Endlich stellt sich jemand dem Thema! Der Neutestamentler Gerhard Lohfink formuliert ein ebenso existenzielles wie theologisch ausgewogenes Bekenntnis „über Auferstehung und ewiges Leben“. Ausgangspunkt ist das, was Menschen über Sterblichkeit und Ewigkeit denken. Der Hintergrund heutiger Vorstellungen und Erwartungen – anthropologischer, philosophischer oder religiöser Art – bleibt oft schillernd. Lohfink hinterfragt die Selbstverständlichkeiten beispielsweise von Traueranzeigen oder Kondolenzschreiben. „Erinnerungen sind wie Sterne am Himmel: Deiner wird ewig leuchten.“ Vieles trägt einfach nicht!
Das Buch bezieht sich dann auf die biblische Glaubenserfahrung Israels und betont dabei die radikale Diesseitigkeit der Gottesbeziehung. Diese Welt ist Ort des Segens, der Freude und des Gotteslobs. Wie aber überschreitet Israel die „penetrante Diesseitigkeit“? Betend und dankend wenden sich die Psalmen als Lob des Gottesvolkes an den Schöpfer, und dies im „Wissen um eine Geborgenheit bei Gott, die grenzenlos ist und deshalb die Wendung ‚Auferstehung der Toten‘ gar nicht nötig hat“. Die Lebensgemeinschaft der Beter mit ihrem Gott JHWH ist unverlierbar, sie überdauert sogar den Tod. Späte Texte kennen ein Weltgericht, nach dem Gott vor aller Welt seine Königsherrschaft antritt. Alles Gottfeindliche wird vernichtet, auch der Tod.
Vor diesem Hintergrund entfaltet Lohfink das, was als Dreh- und Angelpunkt mit Jesus in die Welt kam: „Die Auferstehung aller Toten, die Heimholung und Verwandlung der Welt, die neue Schöpfung Gottes, die das Ziel aller Geschichte ist – all das hat mit der Auferstehung Jesu ‚bereits‘ begonnen.“ Der gewaltsame Tod des religiösen „Anführers“ bedeutete nicht das Ende der Jesus-Bewegung, wie es andernorts nach dem Tod einer Gründergestalt geschah. Zwar resignieren die Jünger Jesu zunächst nach der Kreuzigung. Sie schicken sich an, in ihren Alltag als Handwerker oder Fischer zurückzukehren. Dann aber erschließen die Begegnungen mit dem Auferstandenen die neue Wirklichkeit: In geradezu drastischer Körperlichkeit erfahren die Jünger den auferstandenen Herrn.

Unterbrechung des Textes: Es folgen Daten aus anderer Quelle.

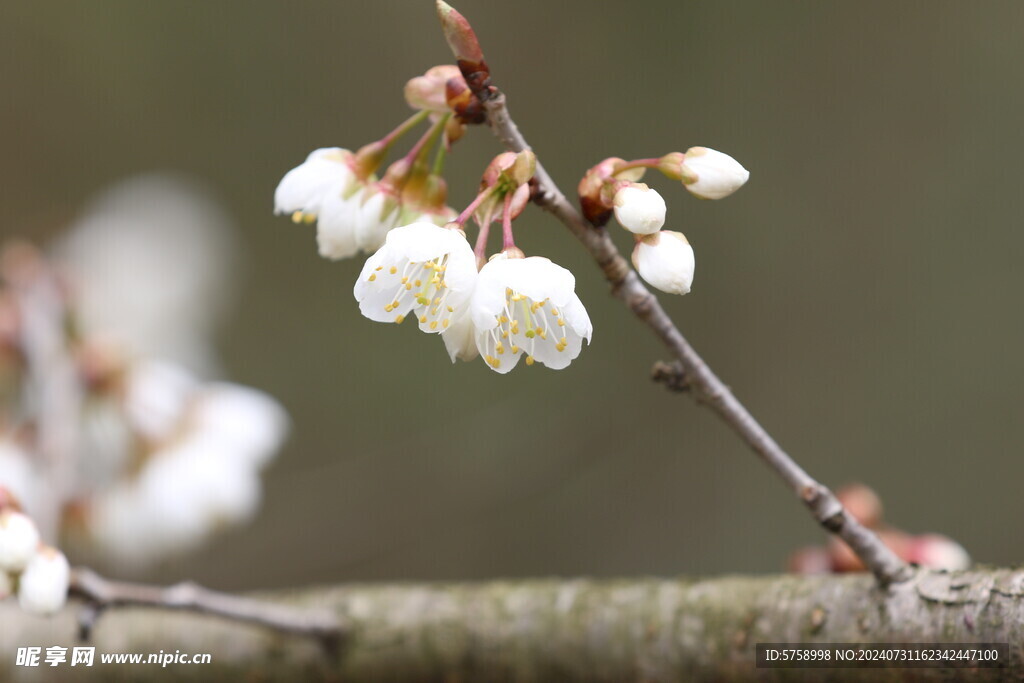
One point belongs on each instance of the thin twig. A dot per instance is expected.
(101, 594)
(706, 386)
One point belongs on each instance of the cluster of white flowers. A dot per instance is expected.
(162, 457)
(509, 306)
(512, 308)
(665, 258)
(205, 444)
(352, 213)
(38, 573)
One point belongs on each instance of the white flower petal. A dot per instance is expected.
(639, 209)
(666, 260)
(42, 588)
(304, 186)
(18, 540)
(718, 174)
(460, 339)
(421, 267)
(527, 308)
(336, 225)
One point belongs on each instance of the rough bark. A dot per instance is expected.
(573, 630)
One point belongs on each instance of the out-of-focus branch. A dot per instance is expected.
(572, 630)
(705, 384)
(53, 392)
(100, 594)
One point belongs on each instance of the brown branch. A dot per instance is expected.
(101, 594)
(569, 630)
(704, 383)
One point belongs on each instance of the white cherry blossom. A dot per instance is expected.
(639, 209)
(302, 190)
(712, 175)
(42, 588)
(423, 268)
(527, 307)
(666, 261)
(18, 540)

Gerade weil sie den Tod so ernstnehmen, können sie das Ganze nur als Rettungstat Gottes begreifen. Die Auferweckung Jesu liegt zwar jenseits von Raum und Zeit. Aber sie verwandelt und versammelt die gesamte Geschichte Jesu vor Gott, und sie manifestiert sich mitten in der Geschichte.
Weil aber die Auferweckung der Toten im Judentum der damaligen Zeit den Beginn der messianischen Welt meinte, kann folgerichtig gesagt werden, dass hier die allgemeine Totenerweckung begonnen hat. Das meint keineswegs, dem Tod die Spitze zu nehmen: Der Tod ist Erleiden, Elend und Ausgeliefertsein. Aber gerade so bedeutet er letzte Nähe zu Jesus.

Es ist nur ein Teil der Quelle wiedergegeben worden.